Additional arguments passed down to downstream rendering pipelines.
- x
A find_cutpoint result object.
- object
A find_cutpoint result object for summary evaluation.
- show_model
Logical. Whether to print the full Cox model summary frame.
- show_group_counts
Logical. Whether to show stratified sample split counts.
- show_medians
Logical. Whether to display Kaplan-Meier median tracking times.
- show_ph_test
Logical. Display the proportional hazards validation check.
- show_params
Logical. Print original baseline parameters.
Value
An object of class `find_cutpoint` containing the optimal cut-points, statistic, and analysis parameters.
Details
`method = "systematic"`: grid search respecting `nmin`. Optimised via internal quantiles. `method = "genetic"`: `rgenoud` global optimisation. Systematic search is slow for `num_cuts > 2`; use `genetic`. Core vector partitions are calculated in compiled C++ via `Rcpp` for optimal performance.
References
Altman, D. G., Lausen, B., Sauerbrei, W., & Schumacher, M. (1994). Dangers of Using “Optimal” Cutpoints in the Evaluation of Prognostic Factors. *JNCI: Journal of the National Cancer Institute*, 86(11), 829–835. doi:10.1093/jnci/86.11.829
Cox, D. R. (1972). Regression Models and Life-Tables. *Journal of the Royal Statistical Society: Series B (Methodological)*, 34(2), 187–202. doi:10.1111/j.2517-6161.1972.tb00899.x
Mantel, N. (1966). Evaluation of survival data and two new rank order statistics arising in its consideration. *Cancer Chemotherapy Reports*, 50(3).

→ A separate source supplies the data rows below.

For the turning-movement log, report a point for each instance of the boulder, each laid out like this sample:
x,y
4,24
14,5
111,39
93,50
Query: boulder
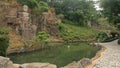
x,y
37,65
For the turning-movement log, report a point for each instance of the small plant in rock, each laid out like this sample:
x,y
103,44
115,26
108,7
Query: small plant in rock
x,y
41,38
4,41
119,41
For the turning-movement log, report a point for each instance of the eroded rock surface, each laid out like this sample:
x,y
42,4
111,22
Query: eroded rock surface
x,y
7,63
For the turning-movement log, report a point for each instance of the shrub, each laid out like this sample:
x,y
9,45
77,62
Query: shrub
x,y
119,41
101,37
42,36
4,43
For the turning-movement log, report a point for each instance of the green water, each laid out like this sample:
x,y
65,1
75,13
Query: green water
x,y
59,54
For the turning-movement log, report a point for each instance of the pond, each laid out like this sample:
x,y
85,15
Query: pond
x,y
59,54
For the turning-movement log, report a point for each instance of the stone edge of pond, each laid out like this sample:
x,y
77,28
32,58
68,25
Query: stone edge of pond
x,y
7,63
86,62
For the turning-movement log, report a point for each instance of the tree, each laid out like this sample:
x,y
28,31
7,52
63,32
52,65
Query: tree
x,y
79,11
37,6
111,9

Mebane Jr, W. R., & Sekhon, J. S. (2011). Genetic Optimisation Using Derivatives: The rgenoud Package for R. *Journal of Statistical Software*, 42, 1–26. doi:10.18637/jss.v042.i11
Examples
if (requireNamespace("survival", quietly = TRUE)) {
library(survival)
# Create a lightweight, reproducible simulation baseline dataset
set.seed(42)
sim_data <- data.frame(
time = rexp(30, rate = 0.1),
event = sample(c(0, 1), 30, replace = TRUE),
biomarker = rnorm(30, mean = 5, sd = 1.5)
)
# Execute an exhaustive systematic threshold discovery sweep
fit <- find_cutpoint(
data = sim_data,
predictor = "biomarker",
outcome_time = "time",
outcome_event = "event",
num_cuts = 1,
method = "systematic",
criterion = "logrank",
nmin = 5,
quiet = TRUE
)
print(fit)
}
#>
#> ── Optimal Cut-point Analysis for Survival Data (Systematic) ───────────────────
#> • Predictor: biomarker
#> • Criterion: logrank
#> • Optimal Log-Rank Statistic: 12.4395
#> ✔ Recommended Cut-point(s): 4.827
#> Hint: Use `summary()` for clinical details and Cox regression.